« 武田勝頼の辞世 | トップページ | 宇喜多秀家の辞世 »

2004.12.15

武田信玄の和歌

「人は城人は石垣人は堀
      なさけは味方あだは敵なり」

●武田信玄【生没】大永元年(1521)~天正元年(1573)

 人を大切にする信玄流人間管理の基本ともいうべき和歌。
和歌というより名言といってもよいかもしれません。
家臣がいざというときに死力を尽くす士気を保つ為に
普段から情をかけておく・・・。
本拠である甲州に大きなお城を築かなかった信玄には、
まさにピッタリなのですが、一方で戦場の一人一人が
城であり、堀である「帰る城はない・・・」という厳しい
言葉と解釈される場合もあります。
優しいだけでは生き残れない戦国時代の「情」と「非情」
ですね。"いろは"が大好きな和歌のひとつです。

hitohashiro
 
 
 
 
 
 

投稿:by いろは 2004 12 15 | 固定リンク

トラックバック

この記事のトラックバックURL:
http://app.cocolog-nifty.com/t/trackback/60018/2272216

この記事へのトラックバック一覧です: 武田信玄の和歌:

コメント

いろはさん

お久しぶりです。
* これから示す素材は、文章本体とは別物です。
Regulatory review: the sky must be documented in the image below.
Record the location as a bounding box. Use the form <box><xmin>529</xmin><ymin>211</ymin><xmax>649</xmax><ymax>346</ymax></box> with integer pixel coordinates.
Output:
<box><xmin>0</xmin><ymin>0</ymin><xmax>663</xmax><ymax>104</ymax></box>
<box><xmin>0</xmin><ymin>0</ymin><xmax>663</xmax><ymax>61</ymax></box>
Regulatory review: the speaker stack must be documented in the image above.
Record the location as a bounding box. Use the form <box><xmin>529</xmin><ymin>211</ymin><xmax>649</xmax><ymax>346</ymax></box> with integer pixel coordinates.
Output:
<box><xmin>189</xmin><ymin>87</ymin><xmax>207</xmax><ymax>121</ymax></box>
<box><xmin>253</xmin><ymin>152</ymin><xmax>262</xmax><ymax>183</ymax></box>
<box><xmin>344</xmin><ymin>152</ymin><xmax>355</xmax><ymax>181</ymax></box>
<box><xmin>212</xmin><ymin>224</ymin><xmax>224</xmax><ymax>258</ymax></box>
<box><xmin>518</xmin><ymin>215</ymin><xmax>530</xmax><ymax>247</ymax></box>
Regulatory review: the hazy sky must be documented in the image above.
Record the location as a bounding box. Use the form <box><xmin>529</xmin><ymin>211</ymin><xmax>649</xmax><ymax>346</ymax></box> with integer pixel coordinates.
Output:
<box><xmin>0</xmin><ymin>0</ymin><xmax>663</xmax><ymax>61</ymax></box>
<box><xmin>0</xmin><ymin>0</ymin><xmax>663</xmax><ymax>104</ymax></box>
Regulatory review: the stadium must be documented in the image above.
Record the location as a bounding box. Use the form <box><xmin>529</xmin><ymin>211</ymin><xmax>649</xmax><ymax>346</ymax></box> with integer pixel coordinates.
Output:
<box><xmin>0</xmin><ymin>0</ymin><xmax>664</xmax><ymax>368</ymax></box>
なおです。
現代のさまざまな不祥事・事件など、組織の連帯感の欠如・・・人を大切にしない組織(家庭も含めて)が多くなってきたからではないかと思います。

信玄の唄を改めて考えさせられます!

そうそう、写真の色紙って何ですか?
クリックした画像が少し小さくて・・・(^^)

投稿者: なお (2004/12/15 9:44:56)

こんにちは
与六です。

この和歌は苦しい信玄坊主の胸の内がにじみでているような気がします。
古い体質のまま戦国を向かえた甲斐では、信玄の地位というより守護の地位は絶対的な物ではなくほぼ平等な立場の侍達のリーダー格といった弱い立場でした。
だから父親の信虎もあっさり追放されたし、信玄坊主も太郎義信のクーデターに合います。
「会議」が一番多かったのも甲斐の特徴です。
上から命令するということができなかったということです。
で、甲斐をまとめ、甲斐のリーダーの地位を守るためには会議が欠かせなく、リーダーとしてメンバーに「利」を与えるために他国に出兵。
この繰り返しになります。
本国甲斐は豊かになりますが征服地は植民地的な立場になります。
ローマと似ていますね。
この和歌は「私は皆さんを頼りにしています。感謝しています。」
と家臣達(同僚的な)に知らしめる信玄坊主一流のパフォーマンスだと考えられます。
そういう戦術は抜群に上手いと思います。

投稿者: 与六 (2004/12/15 14:15:46)

 なお様 こんにちは。"いろは"です。
いつもありがとうございます。
画像は安土桃山通販で売っている
「人は城」のミニ色紙です。ちょうど同じ和歌の
紹介だったので、イラスト代わりに載せてみました。
ブログは文字ばかりになってしまうので、
これからも何か画像を載せられたらと思っています。
小さすぎてすいませんでした。

投稿者: いろは (2004/12/16 1:31:36)

 与六様 こんにちは。"いろは"です。
またまた驚きです。和歌にパフォーマンス的な
要素も考えられるのですねぇ。さすが信玄公!
和歌文化も深いですねぇ。
その分その奥に隠されたことを本当に理解するのは
難しいですね。探求の楽しさはありますが、
"いろは"の能力では・・・。
また色々教えてくださいませ。
いつも本当にありがとうございます。